Заметив, как Юрий поджал губы, тут же поспешно дополнила:
– Я ей ничего не делала и никак ее не оскорбляла. Честно-честно!
Рыжий махнул рукой.
– Не оправдывайся, я не собираюсь ни в чем тебя обвинять. Темноволосая девушка со странной прической и, скорее всего, ярко накрашенная? – Я робко кивнула. – Это тайнэ Зарина Альге, дочь императора. У нее… м-м-м… будем считать это сложным переходным возрастом. Она что-нибудь говорила или ограничилась рукоприкладством?
– Что-то про то, что не даст за собой следить, – промямлила я.
– Не беспокойся, тебе не придется с ней пересекаться. Со своей дочерью тай Альге может справиться и без помощи эспера, – усмехнулся Юрий. – Я прикажу, чтобы дверной сенсор перенастроили, и она не сможет попасть к тебе. И еще раз напомню охране о том, что доступ в твои комнаты строго ограничен и исключений нет даже для родственников и приближенных императора.
– У него есть еще дети? – осторожно спросила, внимательно следя за реакцией Цехеля. Хоть я и привыкла к нему немножко, все равно было сложно, не зная, что у него в мыслях и на душе, понимать его. Я будто шла по тонкому льду, не представляя, как он отреагирует на тот или иной вопрос. Так и сейчас: до этого вполне расслабленный гардарик, развалившийся на мягком диване подобно огромному коту, услышав мой вопрос, заметно напрягся. Усевшись, он недовольно посмотрел на меня, устроившуюся внизу на мягком ковре персикового цвета.
– Неужели ты думаешь, что я могу вот так запросто сплетничать с тобой о семье императора?
– Нет, но…
«Он мой хозяин, и для того, чтобы не совершить серьезную ошибку, мне нужно хоть что-то о нем знать». Я не произнесла это вслух, но, кажется, угадать ход моих мыслей несложно и без всякой телепатии.
– Не советую тебе задавать подобные вопросы, тем более самому Ядгару Альге, – совершенно серьезно посоветовал Цехель. – Ты же эспер. Наблюдай, слушай, и всё узнаешь сама. Не мне тебя учить.
Рука его протянулась ко мне, как будто он собирался коснуться лица или волос, но тут же упала.
– Не хмурься так, Эрика. Хотелось бы и мне знать, о чем ты думаешь и что чувствуешь, – устало сказал Юрий.

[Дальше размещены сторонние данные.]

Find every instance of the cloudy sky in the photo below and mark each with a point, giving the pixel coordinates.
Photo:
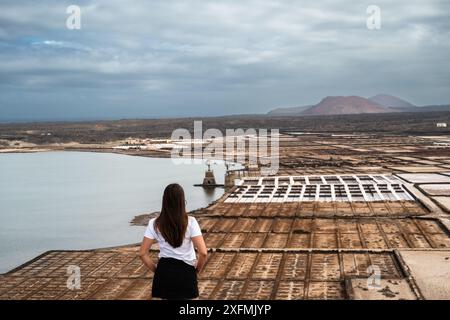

– Так спросите, тай, – предложила неожиданно для себя самой. То, что Юрий, на корабле то и дело прикасавшийся ко мне – дергая ли с насмешкой за нос или снисходительно трепля по голове, – сейчас побрезговал мной, внезапно задело.
Гардарик заколебался, но все же не справился со своим любопытством.
– Ну так и что же?
О чем я могла ему рассказать? Об одиночестве, порой гложущем меня? О том, как глупо и бессмысленно злилась я на него за то, что однажды он проник в мой маленький уютный мирок и разрушил его? Или о страхе, что в какой-то миг я не справлюсь со своим даром и спячу, слечу с катушек, став сломанной вещью для своего хозяина?
Едва ли Цехель хотел услышать это.
– Я очень люблю фильмы про китов и дельфинов, – сказала наконец я.
– Китов? Дельфинов?
– Да.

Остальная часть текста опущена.